Associate Professor, Economics
Simmons College of Arts and Sciences
I started my own college education as a pre-med major. (Guess what my parents did.) In my second semester, I discovered economics, and I’ve been a student of economic systems ever since. I continue to be fascinated by the dynamics that subject the economy to instability and even crisis; competing economic theories, from those that celebrate market outcomes to those that problematize class; economics as a window into social justice issues; and education reform movements as reflections of economic priorities. While I did not become a physician, I have devoted my life to studying the physiology and metabolic system of an important patient: the economy.
I love teaching as a craft, as a way to inspire students, and as a way to be inspired by students and colleagues. The classroom is a sanctuary, and time preparing for class and helping students pursue their own research is precious. Teaching extends to working one-on-one with students during office hours and engaging in intellectual play with the Economics Student Liaison (similar to economics “clubs” at other institutions). I also take great pleasure in advising students, which for me means helping them (1) discover their passions, (2) figure out what difference they want to make in the world and how to prepare to make that difference, and (3) navigate Simmons and Boston to get to most out of their college experience.

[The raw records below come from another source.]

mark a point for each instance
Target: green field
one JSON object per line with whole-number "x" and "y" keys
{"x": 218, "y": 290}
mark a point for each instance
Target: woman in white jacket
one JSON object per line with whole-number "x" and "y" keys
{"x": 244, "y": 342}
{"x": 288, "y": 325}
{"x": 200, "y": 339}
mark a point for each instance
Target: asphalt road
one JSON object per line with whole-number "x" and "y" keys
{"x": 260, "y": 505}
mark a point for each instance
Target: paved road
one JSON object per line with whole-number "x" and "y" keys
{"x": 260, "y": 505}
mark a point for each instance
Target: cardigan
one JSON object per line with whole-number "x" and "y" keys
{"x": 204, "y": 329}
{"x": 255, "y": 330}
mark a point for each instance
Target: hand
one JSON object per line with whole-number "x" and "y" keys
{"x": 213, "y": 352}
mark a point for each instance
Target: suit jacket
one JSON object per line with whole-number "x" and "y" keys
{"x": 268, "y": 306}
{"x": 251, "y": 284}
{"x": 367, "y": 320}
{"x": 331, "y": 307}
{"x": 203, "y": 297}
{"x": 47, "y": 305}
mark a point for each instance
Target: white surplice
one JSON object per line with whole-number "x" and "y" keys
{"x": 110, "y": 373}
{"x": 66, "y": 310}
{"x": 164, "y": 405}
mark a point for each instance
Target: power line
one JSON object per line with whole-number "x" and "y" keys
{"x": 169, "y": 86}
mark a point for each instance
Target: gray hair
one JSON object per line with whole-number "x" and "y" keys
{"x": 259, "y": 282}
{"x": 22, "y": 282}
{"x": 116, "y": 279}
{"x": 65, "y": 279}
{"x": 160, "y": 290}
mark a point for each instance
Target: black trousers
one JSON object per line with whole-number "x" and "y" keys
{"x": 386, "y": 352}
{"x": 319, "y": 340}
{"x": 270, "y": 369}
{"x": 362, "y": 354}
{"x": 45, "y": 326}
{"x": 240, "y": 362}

Principles of Macroeconomics
Money & Banking
Political Economy of U.S. Capitalism
Honors Learning Community—Democracy or Apartheid: Race, Class, and Meritocracy in America
Long-time education historian Diane Ravitch chronicles her intellectual and policy-advisor’s journey in The Death and Life of the Great American School System: How Testing and Choice Are Undermining Education (2010). Ravitch helps us understand that the economic pressures motivating education reform movements—including choice, testing, and accountability—go back to the 1983 report, A Nation at Risk. My current work focuses on understanding these economic pressures and why we should heed Ravitch’s advice to put curriculum and instruction back in the center of our attention. We should follow John Dewey’s lead in understanding what is at stake: the realization of education’s central role in global citizenship, democracy, and our growth as individuals and societies.
A second research interest is in understanding contemporary economic policies in the context of lessons we have learned or failed to learn, lessons from the master economists Smith, Marx, and Keynes.